Two large-scale ensembles, with a lot of now-familiar faces taking the stage, wrapped up the student portion of the day. Of them, the Classe De 3eme performance was probably superior, allowing small subsections to showcase their talent rather than trying to work in everybody at once. The subsequent Big Band De College offered some decent moments, but they were fewer and shorter, and much of the time the ensemble was simply covering the compositions' forms.

For many, the evening would be spent listening to the all-star lineup of jazz talent, including the first of two appearances by Marsalis. In other small towns, that might be an awe-inspiring or once-in-a-lifetime opportunity, but saxophonist Benjamin Dousteyssier, a graduate of the college said planning to continue music studies at a conservatory in Paris later this year, said regular exposure to such talent makes it easier to appreciate and interact with them.

"For Marciac it is very good, a true college where we can learn the music and hear the music at the Chapiteau," he said. He said with so many accomplished musicians in such a small town "it is like everybody here speaks with everybody."
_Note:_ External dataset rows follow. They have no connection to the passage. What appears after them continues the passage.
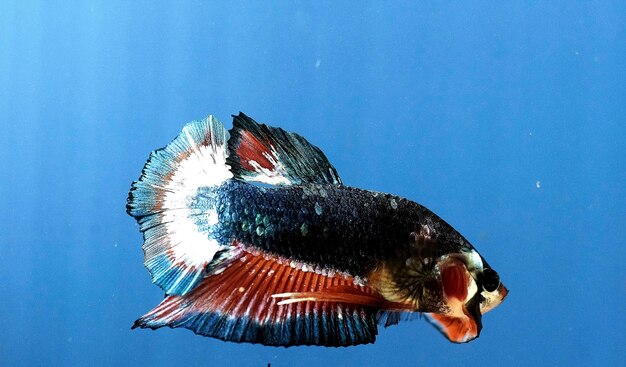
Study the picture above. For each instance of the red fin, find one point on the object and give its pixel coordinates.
(237, 305)
(455, 281)
(274, 156)
(457, 329)
(250, 150)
Coming up on Day 6: Opening weekend and festival "godfather" Wynton Marsalis.

Of note:

Some albums have been recorded at the college, including the recently released Lile Au Jazz featuring students from the classes of 2003 through 2005. A brief assessment is the 13-song collection of mostly traditional standards is a good portrait of regional talent of about average quality for a student album (keep in mind others generally come from much larger schools), but not an undiscovered gem. The bodies of the songs generally possess an ensemble-like sound associated with student bands, and individual performances and audio engineering is a bit uneven. There are a few standout songs, notably "3 P'tits Tours" performed by the Combo De 3eme 2005, which isn't to the level of their live festival performance noted above, but about as close as recorded work is likely to get. There's also some forgettable moments such as the big band sound of "Born To Be Wild" which, a couple of decent funk solos aside, sounds like marching band music for a parade. It appears information about the CD is available from the Voy Jazz foundations that supports the college at http://voyjazz.free.fr (it's in French, but doing a Google Search for "Voy Jazz" and using the "translate this page" function works reasonably well). There's also sound samples from an album recorded during the 1999/2000 school year at the site.